BGI’s ETF business would help BlackRock compete with Pimco, its biggest rival in managing fixed-income. The Newport Beach, California-based firm, co-founded by Bill Gross, is in the early stage of building a roster of ETFs.
“We could see BlackRock open a number of ETFs in the fixed-income space that they specialize in,” consultant Greenwald said.
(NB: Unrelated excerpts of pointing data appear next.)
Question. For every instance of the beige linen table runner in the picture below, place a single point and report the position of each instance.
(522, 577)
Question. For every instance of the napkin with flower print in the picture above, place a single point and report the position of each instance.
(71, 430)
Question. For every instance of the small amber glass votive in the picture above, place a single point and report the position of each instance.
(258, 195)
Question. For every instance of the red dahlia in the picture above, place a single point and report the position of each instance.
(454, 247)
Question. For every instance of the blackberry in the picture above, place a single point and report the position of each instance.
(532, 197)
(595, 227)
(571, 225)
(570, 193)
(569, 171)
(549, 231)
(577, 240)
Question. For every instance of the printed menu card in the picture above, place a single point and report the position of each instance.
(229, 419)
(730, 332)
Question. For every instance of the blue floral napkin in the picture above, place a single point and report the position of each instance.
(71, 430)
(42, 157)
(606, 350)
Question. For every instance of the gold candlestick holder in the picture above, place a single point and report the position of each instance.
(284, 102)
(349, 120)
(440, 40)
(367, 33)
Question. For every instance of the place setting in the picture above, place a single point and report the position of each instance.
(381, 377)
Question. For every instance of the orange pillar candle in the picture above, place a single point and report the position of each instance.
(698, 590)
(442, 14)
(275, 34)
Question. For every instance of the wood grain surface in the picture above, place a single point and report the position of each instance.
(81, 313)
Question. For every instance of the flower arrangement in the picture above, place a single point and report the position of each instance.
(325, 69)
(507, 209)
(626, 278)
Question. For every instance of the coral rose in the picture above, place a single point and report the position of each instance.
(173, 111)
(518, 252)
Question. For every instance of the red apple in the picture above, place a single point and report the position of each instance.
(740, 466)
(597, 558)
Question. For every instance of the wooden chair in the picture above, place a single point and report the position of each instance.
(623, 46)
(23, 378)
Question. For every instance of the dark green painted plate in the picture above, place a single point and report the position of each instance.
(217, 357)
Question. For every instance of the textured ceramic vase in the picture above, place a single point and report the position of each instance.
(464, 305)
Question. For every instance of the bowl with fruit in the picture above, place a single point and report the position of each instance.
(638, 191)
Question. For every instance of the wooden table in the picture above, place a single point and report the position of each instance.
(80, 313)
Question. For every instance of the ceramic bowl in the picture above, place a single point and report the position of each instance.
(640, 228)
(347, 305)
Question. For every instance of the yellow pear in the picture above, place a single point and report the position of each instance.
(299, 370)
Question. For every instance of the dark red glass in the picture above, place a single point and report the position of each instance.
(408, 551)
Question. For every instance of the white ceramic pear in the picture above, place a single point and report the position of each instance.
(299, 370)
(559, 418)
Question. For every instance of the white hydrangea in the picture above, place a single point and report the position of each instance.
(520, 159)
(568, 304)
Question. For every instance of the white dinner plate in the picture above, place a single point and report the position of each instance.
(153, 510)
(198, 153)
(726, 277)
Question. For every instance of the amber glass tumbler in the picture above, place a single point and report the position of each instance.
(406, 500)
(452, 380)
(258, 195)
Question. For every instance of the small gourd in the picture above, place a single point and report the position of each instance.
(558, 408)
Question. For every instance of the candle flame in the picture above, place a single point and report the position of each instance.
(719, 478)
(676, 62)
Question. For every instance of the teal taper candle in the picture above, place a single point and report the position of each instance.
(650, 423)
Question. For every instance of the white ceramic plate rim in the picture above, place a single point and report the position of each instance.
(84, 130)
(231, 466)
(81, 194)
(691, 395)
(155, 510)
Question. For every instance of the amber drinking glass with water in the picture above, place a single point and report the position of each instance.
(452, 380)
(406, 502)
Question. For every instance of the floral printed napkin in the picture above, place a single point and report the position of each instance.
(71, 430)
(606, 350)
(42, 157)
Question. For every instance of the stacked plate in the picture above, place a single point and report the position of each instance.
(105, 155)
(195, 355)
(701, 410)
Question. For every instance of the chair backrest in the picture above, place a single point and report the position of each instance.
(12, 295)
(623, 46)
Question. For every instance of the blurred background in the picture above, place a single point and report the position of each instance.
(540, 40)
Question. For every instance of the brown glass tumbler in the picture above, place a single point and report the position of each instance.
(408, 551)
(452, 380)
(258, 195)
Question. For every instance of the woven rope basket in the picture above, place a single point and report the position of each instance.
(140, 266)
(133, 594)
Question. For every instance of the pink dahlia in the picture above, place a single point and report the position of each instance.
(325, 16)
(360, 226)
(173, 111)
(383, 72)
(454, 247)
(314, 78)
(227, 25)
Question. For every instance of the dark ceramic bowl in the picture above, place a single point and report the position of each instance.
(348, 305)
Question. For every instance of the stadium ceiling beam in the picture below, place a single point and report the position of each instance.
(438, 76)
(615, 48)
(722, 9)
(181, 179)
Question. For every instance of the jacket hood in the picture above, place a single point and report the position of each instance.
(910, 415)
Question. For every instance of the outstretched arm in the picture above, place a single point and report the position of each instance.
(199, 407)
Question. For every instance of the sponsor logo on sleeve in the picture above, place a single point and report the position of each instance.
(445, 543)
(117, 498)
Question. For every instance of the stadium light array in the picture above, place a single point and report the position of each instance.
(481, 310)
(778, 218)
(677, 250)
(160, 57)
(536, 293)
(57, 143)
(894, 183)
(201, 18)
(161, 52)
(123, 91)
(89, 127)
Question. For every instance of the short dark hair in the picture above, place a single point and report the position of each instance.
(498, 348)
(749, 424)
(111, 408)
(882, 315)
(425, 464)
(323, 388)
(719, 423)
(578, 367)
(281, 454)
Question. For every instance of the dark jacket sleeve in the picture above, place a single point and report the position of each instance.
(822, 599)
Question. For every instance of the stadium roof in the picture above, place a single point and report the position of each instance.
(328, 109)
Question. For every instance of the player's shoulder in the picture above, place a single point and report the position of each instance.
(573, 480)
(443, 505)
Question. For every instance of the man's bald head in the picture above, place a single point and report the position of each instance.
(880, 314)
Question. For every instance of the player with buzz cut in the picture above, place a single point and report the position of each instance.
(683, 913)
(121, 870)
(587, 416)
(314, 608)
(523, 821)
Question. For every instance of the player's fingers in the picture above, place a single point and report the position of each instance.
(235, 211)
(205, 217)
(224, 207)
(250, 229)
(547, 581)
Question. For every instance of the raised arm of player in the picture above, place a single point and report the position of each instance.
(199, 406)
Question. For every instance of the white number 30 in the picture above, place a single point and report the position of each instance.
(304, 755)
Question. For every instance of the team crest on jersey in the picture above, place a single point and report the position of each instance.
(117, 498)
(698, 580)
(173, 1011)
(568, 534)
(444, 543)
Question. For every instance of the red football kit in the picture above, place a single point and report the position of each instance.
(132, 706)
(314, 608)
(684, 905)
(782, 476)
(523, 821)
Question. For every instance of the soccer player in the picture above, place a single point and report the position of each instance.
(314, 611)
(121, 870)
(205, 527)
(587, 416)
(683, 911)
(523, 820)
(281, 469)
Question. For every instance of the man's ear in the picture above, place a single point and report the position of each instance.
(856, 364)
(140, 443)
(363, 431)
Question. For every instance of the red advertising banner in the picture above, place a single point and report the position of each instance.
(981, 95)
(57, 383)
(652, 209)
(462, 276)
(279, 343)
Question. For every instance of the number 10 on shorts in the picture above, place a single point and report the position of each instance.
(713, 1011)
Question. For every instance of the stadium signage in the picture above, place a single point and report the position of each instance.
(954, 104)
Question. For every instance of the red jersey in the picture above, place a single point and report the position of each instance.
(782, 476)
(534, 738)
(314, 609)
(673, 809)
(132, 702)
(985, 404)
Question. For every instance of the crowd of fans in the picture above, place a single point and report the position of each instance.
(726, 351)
BlackRock has a division called BlackRock Solutions that advises clients such as banks, pension funds and governments on risk-management. BlackRock has been hired by the U.S. government to help evaluate distressed portfolios since the onset of the credit crisis in 2007, including those previously managed by insurer American International Group Inc. and Bear Stearns Cos.
Industry’s Biggest Deal
The company has also applied to be one of at least five asset managers of the U.S. government’s Public-Private Investment Program, which aims to buy mortgage-related assets from banks to help revive lending stabilize the financial markets.
The BGI transaction would be the largest acquisition of an asset-management firm, eclipsing the previous record set by Fink’s $8.5 billion purchase of New York-based Merrill Lynch’s fund unit. Merrill Lynch ended up with 49.8 percent of BlackRock following the 2006 transaction, a stake now owned by Bank of America Corp., based in Charlotte, North Carolina, after its acquisition of Merrill Lynch in January.
Fink joined with Ralph Schlosstein, a friend and managing director at Lehman Brothers, in 1988 to start the firm that would become BlackRock. It began life as Financial Management Group within private-equity firm Blackstone Group LP. Blackstone, based in New York, provided an office, a telephone line and a $5 million line of credit in return for a 40 percent stake in the company.
BlackRock parted company with Blackstone in 1994 after PNC Financial Services Group Inc. of Pittsburgh bought Fink’s group for $240 million. BlackRock went public on Oct. 1, 1999, at $14 a share.
BlackRock has since climbed almost 12-fold. The company is the largest publicly traded asset manager in the U.S.